Harari also talks about the spread of ideas over networks: culture (the idea of “memetics”) and nationalism. [Robert Axelrod’s model The Dissemination of Culture uses agent-based modeling to explain the process of cultural dissemination.]
Perhaps the most helpful idea in Sapiens is Harari’s discussion of how we evolved to become Homo sapiens from our chimpanzee forbears and, importantly, what differentiated the Sapiens species from our closest relatives (i.e., the now extinct other members of genus Homo: Homo rudolfensis, Homo erectus, Homo neaderthalensis, Homo denisova, Homo floresiensis, Homo ergaster, Homo soloensis and, quite possibly, others which have simply not been discovered in the archaeological signatures to date). This section of the book, the Cognitive Revolution, tackles the implausibility of the Sapiens catapulting from “an animal of no significance” to the very top of the food chain and spreading like wildfire across an entire planet. Rich with discussions of extant research in psychology and genetics, Harari argues that the collective ability of Sapiens to create shared mental models and myths very likely explains the successes that simply could not be achieved without collective action on such a massive scale. This idea is key for both cognitive and social psychologists seeking to understand how individual cognition results in the emergence of behaviors at the aggregate level of groups, and sometimes enormous groups.

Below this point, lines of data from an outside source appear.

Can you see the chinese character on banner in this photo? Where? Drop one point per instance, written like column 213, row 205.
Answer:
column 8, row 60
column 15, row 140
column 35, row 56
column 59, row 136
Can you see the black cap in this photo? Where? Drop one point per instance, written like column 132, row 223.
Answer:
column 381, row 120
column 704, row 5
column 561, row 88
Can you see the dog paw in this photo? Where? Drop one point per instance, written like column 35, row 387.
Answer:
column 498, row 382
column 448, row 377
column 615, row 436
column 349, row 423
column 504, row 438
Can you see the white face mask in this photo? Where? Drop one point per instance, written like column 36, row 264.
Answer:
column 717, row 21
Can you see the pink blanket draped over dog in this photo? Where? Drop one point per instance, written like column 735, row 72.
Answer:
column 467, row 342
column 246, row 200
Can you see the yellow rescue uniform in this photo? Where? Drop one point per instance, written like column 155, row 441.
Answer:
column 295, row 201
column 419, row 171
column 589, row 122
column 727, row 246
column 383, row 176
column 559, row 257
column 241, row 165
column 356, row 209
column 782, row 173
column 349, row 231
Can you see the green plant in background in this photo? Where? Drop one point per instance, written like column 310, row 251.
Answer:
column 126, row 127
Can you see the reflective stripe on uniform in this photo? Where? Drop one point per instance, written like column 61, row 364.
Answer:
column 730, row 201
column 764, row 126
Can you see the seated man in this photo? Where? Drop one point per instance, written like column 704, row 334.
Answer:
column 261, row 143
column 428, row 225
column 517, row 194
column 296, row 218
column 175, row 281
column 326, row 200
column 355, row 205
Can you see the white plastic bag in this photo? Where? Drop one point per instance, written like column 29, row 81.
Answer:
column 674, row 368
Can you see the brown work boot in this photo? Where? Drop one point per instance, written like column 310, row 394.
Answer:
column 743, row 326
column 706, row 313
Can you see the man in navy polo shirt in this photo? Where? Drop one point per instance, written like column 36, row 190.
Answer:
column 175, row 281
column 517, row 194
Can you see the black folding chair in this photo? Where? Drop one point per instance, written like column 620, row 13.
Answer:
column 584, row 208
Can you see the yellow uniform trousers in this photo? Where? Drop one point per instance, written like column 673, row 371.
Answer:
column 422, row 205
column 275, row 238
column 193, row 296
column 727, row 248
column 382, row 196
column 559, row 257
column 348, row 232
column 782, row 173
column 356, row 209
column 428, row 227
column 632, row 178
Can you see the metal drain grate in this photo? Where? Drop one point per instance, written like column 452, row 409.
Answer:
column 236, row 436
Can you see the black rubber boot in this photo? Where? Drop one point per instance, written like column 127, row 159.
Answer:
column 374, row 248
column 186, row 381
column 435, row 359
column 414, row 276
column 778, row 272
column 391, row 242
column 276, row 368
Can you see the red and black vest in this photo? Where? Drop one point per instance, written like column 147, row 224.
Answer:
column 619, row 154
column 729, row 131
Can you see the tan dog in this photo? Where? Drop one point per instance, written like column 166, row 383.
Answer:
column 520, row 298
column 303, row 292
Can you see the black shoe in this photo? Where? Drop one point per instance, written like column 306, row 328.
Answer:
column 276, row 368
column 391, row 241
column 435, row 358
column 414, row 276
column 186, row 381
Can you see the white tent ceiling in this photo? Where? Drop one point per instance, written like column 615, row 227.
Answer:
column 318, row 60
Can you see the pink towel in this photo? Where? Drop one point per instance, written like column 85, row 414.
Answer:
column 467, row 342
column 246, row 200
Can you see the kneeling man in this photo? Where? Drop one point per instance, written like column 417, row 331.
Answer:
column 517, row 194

For those looking for a quick exposure to Harari and his ideas, while I heartily recommend reading Sapiens, Harari’s 2015 TED talk nicely covers his take on the role of shared mental models (or “stories”) in the Cognitive Revolution of Homo sapiens:
I’d be remiss if I stopped here, since Harari goes on to discuss the transition of Sapiens from hunter-gatherer bands to agricultural pastoralists during the Agricultural Revolution and then, provocatively, the surprisingly very few forces that have managed to unite mankind into what is increasingly one single global society on planet Earth: money (and, importantly, trust in what money represents), empires, and religions. Harari does not shy away from frank discussion of religion, including humanism.
Finally, Harari covers the Scientific Revolution and how a fundamental shift in our thinking – namely, that despite what empires or religions might profess to know, Sapiens in fact, were ignorant of many things that science could answer – that ultimately spurred so much progress in what is truly the blink of an eye in the very long history of Homo sapiens.
The combination of history, science, and critical interpretation made Sapiens (find in a library) a thoroughly enjoyable read.